Trois ans plus tôt, cette scène aurait été inimaginable pour une jeune fille comme elle.
Qu’est-ce qui a changé ? Plusieurs lampadaires à énergie solaire ont été installés le long de la route principale de la ville
Alissar a l’air timide au premier abord. Mais son franc-parler revient rapidement.
« Notre société est contre les femmes », dit-elle calmement. « Dans notre village par exemple, les gens ne font pas de commérages sur les garçons, mais ils en font sur les filles. »
« Moi je m’en fiche. On peut bien raconter ce que l’on veut, je sais qui je suis. »
Contrairement à certains membres de leur famille ou amis, les parents d’Alissar ont une approche progressiste concernant l’éducation de leurs filles.
« Nous avons grandi avec l’idée que les filles doivent abandonner l’école pour rester à la maison », raconte Iman, la mère d’Alissar. « Je pense différemment. Mon mari et moi, nous donnons à nos enfants la possibilité de faire ce qu’ils veulent dans la vie. »
Et en tant que parents de sept filles, ils ont beaucoup d’expérience en la matière.
Dans les communautés très soudées comme celle de Bireh, presque tout le monde se connaît. Et pourtant, les parents ont encore peur pour la sécurité de leurs filles. À la nuit tombée, elles restent donc à l’intérieur.
Mais ça, c’était avant. Avant l’arrivée des lampadaires.
Aujourd’hui, de simples choses comme faire ses courses après la tombée de la nuit sont de nouveau possibles. Les femmes et les filles peuvent elles aussi se promener, se faire des amis et profiter de leur temps libre.
Assise dans le salon et entourée de sa famille, Alissar parle librement de ses rêves et aspirations.
« Je ne pense pas au mariage. Je veux voyager : Londres, New York, Paris... Rencontrer des gens en dehors du Liban, c’est ce qui est le plus important pour moi. »
La barre est haute, mais la jeune femme est déterminée. Maintenant que la porte de sa maison est ouverte en permanence, elle peut sans crainte en franchir le seuil et écrire son avenir.
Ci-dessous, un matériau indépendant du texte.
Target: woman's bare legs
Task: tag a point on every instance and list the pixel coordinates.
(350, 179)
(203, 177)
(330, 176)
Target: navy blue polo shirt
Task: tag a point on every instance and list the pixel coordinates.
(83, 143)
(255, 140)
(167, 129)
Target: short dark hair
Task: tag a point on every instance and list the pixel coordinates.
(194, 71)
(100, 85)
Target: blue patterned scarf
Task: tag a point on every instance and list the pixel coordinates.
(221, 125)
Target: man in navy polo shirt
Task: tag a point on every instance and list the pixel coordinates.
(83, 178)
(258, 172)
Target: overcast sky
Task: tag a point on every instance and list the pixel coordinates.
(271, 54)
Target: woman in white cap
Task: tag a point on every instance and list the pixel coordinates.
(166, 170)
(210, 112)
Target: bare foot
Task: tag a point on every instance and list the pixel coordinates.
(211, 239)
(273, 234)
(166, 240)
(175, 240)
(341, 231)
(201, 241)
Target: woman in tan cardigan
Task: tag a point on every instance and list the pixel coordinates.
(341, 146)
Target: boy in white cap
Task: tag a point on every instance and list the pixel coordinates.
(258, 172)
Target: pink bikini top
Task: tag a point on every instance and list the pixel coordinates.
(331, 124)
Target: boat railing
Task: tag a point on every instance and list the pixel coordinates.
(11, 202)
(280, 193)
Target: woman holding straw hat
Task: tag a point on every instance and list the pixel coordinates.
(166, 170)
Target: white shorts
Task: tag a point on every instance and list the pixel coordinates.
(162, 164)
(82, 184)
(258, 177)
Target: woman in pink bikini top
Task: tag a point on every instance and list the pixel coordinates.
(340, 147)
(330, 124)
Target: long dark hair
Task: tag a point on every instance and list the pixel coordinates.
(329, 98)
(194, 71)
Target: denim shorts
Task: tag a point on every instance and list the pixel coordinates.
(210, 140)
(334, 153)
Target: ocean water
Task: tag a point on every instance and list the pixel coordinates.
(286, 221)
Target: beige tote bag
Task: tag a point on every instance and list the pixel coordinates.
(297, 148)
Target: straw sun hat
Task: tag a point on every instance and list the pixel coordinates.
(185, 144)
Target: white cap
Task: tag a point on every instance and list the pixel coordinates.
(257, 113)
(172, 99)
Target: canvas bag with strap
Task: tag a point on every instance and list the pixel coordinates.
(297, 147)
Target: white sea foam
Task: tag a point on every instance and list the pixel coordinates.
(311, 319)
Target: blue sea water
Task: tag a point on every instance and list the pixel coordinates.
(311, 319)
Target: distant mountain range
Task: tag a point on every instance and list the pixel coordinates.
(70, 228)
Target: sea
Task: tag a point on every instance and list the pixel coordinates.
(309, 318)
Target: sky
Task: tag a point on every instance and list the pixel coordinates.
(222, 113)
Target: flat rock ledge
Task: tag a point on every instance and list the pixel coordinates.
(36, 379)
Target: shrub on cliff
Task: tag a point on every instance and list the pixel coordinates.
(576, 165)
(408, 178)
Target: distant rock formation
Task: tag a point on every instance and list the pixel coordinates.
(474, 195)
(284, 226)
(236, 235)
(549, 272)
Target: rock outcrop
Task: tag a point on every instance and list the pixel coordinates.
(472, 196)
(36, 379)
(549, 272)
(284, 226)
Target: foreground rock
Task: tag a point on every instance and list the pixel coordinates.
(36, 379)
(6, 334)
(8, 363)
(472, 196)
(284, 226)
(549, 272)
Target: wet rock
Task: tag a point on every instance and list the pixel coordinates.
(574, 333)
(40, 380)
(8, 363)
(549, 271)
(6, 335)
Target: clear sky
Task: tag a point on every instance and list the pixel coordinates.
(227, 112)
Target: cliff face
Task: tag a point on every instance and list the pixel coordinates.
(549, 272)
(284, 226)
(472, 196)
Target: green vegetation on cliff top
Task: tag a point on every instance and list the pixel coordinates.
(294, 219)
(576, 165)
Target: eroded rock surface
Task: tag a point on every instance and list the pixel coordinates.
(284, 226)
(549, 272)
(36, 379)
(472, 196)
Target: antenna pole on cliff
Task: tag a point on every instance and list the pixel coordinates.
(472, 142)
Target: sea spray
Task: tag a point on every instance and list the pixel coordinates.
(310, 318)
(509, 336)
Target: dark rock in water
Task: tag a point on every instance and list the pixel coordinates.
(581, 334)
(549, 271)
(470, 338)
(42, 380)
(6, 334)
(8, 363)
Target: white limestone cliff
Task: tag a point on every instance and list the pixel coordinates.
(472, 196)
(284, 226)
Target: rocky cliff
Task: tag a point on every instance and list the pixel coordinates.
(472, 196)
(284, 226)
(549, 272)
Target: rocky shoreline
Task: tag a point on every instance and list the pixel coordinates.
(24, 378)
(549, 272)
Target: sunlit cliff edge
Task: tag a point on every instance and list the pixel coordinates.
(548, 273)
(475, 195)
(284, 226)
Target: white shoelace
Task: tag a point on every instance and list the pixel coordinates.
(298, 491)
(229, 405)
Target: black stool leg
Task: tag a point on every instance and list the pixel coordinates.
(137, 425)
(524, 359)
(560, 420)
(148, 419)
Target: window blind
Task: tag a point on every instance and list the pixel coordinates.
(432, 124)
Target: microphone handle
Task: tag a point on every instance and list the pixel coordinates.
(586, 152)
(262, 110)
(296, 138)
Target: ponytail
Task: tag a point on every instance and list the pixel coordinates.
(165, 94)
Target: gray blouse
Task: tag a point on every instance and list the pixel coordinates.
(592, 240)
Asma est assise sur un vieux canapé dans son petit deux pièces à Bekaa. Elle joue aux cartes avec son fils Rico, 15 ans, qui vit avec elle. Le jeu s’appelle « Fourteen » et est comparable au « Rami ».
« Nous jouons à notre façon….nous avons nos propres règles », dit-elle en riant.
Les journées sont courtes et les nuits froides à Bekaa. Les gens passent donc la plupart de leur temps à l’intérieur. Mais avec des coupures de courant qui durent la moitié d’une journée, les possibilités pour s’occuper sont limitées.
Alors quand il n’y a pas de courant le soir, Asma joue généralement aux cartes avec Rico.
Asma fait partie de celles qui ont de la chance. Son petit équipement photovoltaïque produit assez d’électricité pour alimenter trois pièces et un chargeur de téléphone portable.
C’est une aide modeste, mais cela change tout.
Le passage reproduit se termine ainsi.